Arte Suave: My Journey In Beginning Jiu Jitsu.

With my training partner Chris (right) and coach Mike (bottom center).

 

I walked in, unsure of what awaited me. To my front, a wooden box that holds shoes when students are training. To my left, a large black and red mat. A mat I would, in time, spend countless hours and lose countless amounts of sweat; a mat where I would be broken and fixed; a mat that would grow to be as comfortable as my king size, memory foam mattress. I was now a new student at National Martial Arts in Oak Ridge, TN.

I grew up on UFC. As a child I remember pushing in the VHS recordings of the first few UFC events and watching these grown men battle in the honorable and timeless tradition that is martial combat. I remember seeing Royce Gracie, standing calmly in his white gi, preparing himself to cut the greatest fighters around down to size. I remember watching in awe as this much smaller man completely dominated all who stepped forth to him in the octagonal caged battlezone.

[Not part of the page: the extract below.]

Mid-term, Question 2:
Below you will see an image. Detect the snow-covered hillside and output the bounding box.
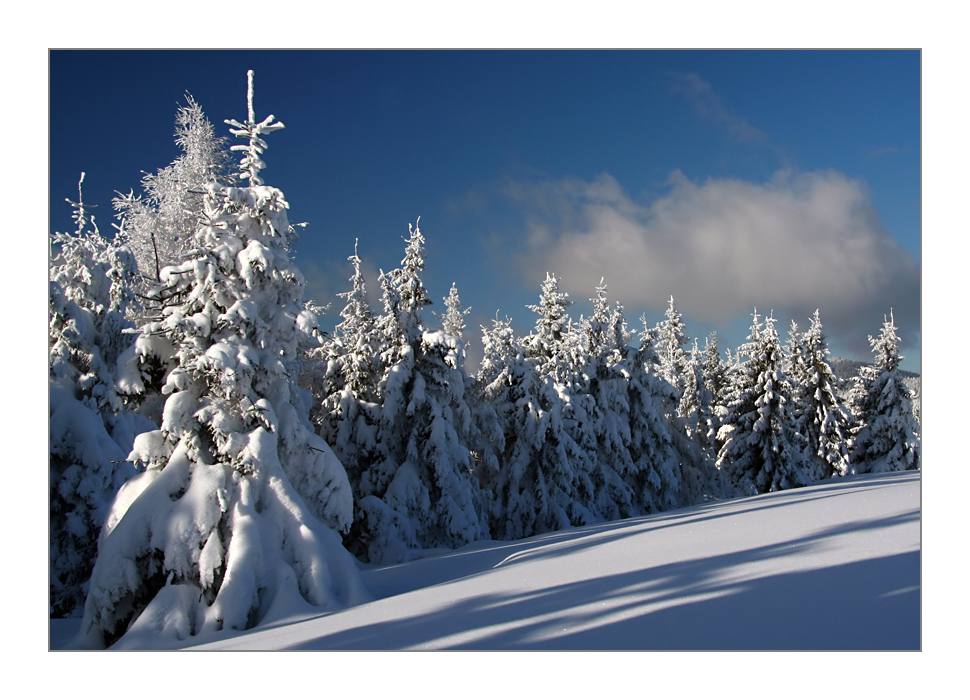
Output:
[52,472,921,650]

Growing up, I always wanted to study martial arts. Bruce Lee movies made me want to become a Kung Fu master. Jean-Claude Van Damme films made me want to be a champion kickboxer. Jackie Chan inspired me to be a Karate expert. Unfortunately, my parents could never afford for me to take those classes when I was young.

And now here I was, a 28 year old father of 2 with a bad back, right elbow, right ankle, and no willpower to get out of bed in the morning…stepping onto a mat in a Martial Arts school for the first time to take my first lesson in BJJ.

I am 6 months into my journey in BJJ. A white belt (no stripes). I puked twice that first day. Now I don’t puke at all. It doesn’t hurt the next day like it did then. Best of all: I am constantly getting better. Faster. Smoother. I am learning.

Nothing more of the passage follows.